Abstract
In multiprocessor systems, data parallelism is the execution of the same task on data distributed across multiple processors. It involves splitting the data set into smaller data partitions or batches. The process to split the data among the different processors is call “Data Partitioning” and it is an important factor of efficiency for data parallel processing implementation. Data partitioning influences the workload in each processing unit and the network traffic between processes. A poor partition quality can lead to serious performance problems. This research presents a data partitioning method that can be used to improve the performance of data parallel implementations. The proposed method relies on using an initial screening experiment to run a portion of data units.
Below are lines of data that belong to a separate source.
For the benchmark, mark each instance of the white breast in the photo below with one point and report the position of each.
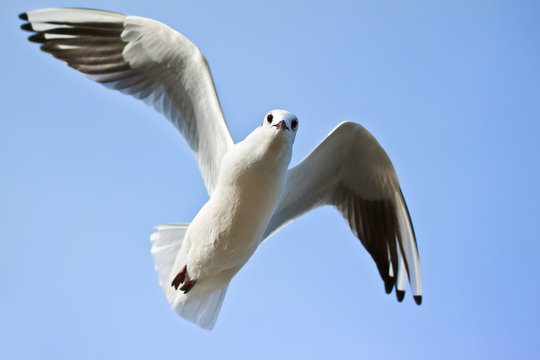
(227, 230)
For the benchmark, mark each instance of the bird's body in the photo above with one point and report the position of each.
(252, 192)
(228, 228)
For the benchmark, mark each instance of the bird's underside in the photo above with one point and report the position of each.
(348, 170)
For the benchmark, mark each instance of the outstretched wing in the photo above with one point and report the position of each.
(146, 59)
(352, 172)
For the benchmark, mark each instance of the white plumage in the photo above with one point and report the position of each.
(252, 192)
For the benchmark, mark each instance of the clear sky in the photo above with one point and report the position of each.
(451, 89)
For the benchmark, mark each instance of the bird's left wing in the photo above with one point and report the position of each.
(352, 172)
(146, 59)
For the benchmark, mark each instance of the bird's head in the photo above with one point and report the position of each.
(281, 123)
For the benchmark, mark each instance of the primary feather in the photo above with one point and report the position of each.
(252, 194)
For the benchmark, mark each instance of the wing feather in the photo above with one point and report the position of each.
(146, 59)
(350, 171)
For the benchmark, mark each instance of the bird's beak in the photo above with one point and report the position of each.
(282, 125)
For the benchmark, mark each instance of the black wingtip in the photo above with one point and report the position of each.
(37, 38)
(27, 27)
(389, 285)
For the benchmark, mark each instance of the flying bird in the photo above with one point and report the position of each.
(252, 191)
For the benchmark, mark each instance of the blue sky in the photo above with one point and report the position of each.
(452, 92)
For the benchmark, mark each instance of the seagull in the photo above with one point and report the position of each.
(252, 191)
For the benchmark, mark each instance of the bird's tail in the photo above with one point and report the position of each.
(201, 304)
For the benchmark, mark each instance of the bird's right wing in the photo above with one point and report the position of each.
(144, 58)
(351, 171)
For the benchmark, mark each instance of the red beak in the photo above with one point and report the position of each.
(281, 125)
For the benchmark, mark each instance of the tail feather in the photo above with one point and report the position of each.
(202, 304)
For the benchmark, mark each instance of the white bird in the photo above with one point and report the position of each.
(252, 191)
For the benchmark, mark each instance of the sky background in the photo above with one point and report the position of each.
(451, 89)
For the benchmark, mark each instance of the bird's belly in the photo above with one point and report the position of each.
(227, 230)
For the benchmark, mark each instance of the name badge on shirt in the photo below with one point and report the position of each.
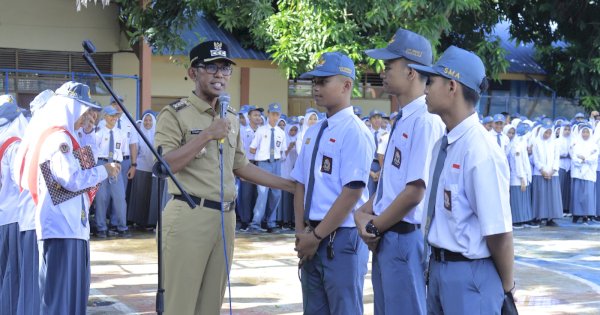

Regression is then used to create a prediction model of the processing times for each data unit. Using the estimated processing time, load balancing is achieved by implementing a greedy algorithm to distribute the units in a parallel environment. Discrete event simulation is used as the application of this research. Comparisons between equal data partitioning and the methodology proposed in this research indicate that time savings and equal load balancing can be achieved.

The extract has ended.